Abstract: The wording choices made by writers convey much about their assumptions about the world and their attitudes towards the subject matter. How writers refer to people is only a small part of a complex language generation problem but remains indicative of the writer's assumptions and attitudes. Consider the following headline: "MIT Professor Esther Duflo and Husband Win Nobel Prize", and what the writer must have assumed about a reader's possible familiarity with the researcher or about the relative importance of the achievements by the two award recipients .
In this talk, I will describe our past work on automatically predicting if writers assume the people they refer to are known by the intended reader (or not) and if they treat the person as important in the story or not.

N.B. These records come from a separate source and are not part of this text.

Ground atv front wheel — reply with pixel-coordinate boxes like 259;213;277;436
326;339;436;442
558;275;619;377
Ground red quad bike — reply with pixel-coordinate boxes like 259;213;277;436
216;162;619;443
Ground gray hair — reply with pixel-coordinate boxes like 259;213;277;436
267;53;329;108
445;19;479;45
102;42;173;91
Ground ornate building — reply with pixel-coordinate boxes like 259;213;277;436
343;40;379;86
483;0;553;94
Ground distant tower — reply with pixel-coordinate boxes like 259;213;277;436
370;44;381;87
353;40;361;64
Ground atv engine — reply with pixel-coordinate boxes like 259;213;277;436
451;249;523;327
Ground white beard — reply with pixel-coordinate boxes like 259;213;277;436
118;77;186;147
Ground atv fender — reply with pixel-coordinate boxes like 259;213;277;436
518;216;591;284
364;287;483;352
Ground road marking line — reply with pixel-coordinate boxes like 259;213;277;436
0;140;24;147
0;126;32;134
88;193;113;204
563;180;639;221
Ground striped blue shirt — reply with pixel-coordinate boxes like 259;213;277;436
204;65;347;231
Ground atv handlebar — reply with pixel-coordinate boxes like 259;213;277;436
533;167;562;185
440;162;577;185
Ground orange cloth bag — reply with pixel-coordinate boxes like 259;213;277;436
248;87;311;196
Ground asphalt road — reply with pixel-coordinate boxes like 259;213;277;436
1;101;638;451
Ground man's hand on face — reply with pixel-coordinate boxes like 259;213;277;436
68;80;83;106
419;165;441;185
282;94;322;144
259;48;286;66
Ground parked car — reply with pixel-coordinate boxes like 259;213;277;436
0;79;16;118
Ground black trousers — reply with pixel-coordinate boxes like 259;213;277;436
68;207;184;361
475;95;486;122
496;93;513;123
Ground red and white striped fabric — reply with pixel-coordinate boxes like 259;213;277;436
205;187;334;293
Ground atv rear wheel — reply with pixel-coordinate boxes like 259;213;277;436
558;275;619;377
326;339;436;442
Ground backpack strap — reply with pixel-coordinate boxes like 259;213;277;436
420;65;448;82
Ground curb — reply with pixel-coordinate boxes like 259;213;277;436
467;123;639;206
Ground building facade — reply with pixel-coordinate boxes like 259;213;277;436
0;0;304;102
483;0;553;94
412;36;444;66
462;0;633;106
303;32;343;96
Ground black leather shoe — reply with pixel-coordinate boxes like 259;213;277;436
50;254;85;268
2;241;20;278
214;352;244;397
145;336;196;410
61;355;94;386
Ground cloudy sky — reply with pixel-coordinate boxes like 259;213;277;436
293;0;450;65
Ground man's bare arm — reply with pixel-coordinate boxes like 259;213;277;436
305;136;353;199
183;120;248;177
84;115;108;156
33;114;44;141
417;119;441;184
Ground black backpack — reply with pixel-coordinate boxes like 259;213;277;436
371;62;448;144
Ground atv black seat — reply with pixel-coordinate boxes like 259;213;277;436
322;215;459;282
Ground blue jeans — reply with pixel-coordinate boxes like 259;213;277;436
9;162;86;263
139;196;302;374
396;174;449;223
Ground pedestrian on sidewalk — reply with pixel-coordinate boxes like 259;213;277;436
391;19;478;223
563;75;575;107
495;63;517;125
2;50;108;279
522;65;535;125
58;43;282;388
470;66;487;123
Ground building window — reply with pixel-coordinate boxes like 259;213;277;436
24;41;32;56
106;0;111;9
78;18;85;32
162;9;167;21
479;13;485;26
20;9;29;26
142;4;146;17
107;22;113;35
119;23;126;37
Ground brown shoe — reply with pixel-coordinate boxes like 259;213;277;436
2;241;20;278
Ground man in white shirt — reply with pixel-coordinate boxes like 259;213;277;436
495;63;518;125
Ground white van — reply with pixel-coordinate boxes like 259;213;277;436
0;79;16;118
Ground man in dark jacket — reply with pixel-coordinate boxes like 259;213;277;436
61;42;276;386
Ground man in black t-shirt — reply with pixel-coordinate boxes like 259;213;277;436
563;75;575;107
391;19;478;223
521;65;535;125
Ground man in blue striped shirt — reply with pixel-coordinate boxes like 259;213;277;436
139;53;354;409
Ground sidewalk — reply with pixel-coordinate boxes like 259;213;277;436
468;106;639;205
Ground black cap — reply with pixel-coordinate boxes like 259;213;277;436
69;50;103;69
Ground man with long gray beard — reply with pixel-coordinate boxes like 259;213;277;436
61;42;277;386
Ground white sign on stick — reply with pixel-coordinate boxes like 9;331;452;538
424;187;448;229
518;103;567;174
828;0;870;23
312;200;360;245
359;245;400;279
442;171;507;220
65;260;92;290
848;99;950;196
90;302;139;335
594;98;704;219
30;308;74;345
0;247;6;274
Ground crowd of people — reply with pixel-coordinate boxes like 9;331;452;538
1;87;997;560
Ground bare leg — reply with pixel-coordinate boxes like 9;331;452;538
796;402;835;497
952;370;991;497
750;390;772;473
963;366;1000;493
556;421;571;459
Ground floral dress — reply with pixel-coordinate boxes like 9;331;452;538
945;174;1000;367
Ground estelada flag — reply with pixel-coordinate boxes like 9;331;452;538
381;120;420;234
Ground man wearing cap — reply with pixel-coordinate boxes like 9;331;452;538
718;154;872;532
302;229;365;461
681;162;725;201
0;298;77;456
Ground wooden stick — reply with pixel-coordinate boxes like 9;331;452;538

The prediction can be made accurately enough to improve the flow and informativeness of automatic summarizers using the distinction. We then turn to a discussion of how that work can be scaled for modern data-hungry approaches and more complex references, such as nominal (husband) and pronominal (he) references to people. I will present an error analysis of named entity recognition and coreference systems that limit our ability to create large training data for the task by automated means, as well as some steps towards improving these aspects of language technology.
BIO: Ani Nenkova is an associate professor of computer and information science at the University of Pennsylvania. Her main areas of research are computational linguistics and artificial intelligence, with emphasis on developing computational methods for analysis of text quality and style, discourse, affect recognition and summarization. She obtained her PhD degree in computer science from Columbia University.
Ani and her collaborators are recipients of the best student paper award at SIGDial in 2010 and best paper award at EMNLP-CoNLL in 2012. The Penn team co-led by Ani won the audio-visual emotion recognition challenge (AVEC) for word-level prediction in 2012.
Ani is a co-editor-in-chief of the Transactions of the Association for Computational Linguistics (TACL). She was a member of the editorial board of Computational Linguistics (2009--2011) and an associate editor for the IEEE/ACM Transactions on Audio, Speech and Language Processing (2015--2018). She regularly serves as an area chair/senior program committee member for ACL, NAACL and AAAI. Ani was a program co-chair for SIGDial 2014 and NAACL-HLT in 2016.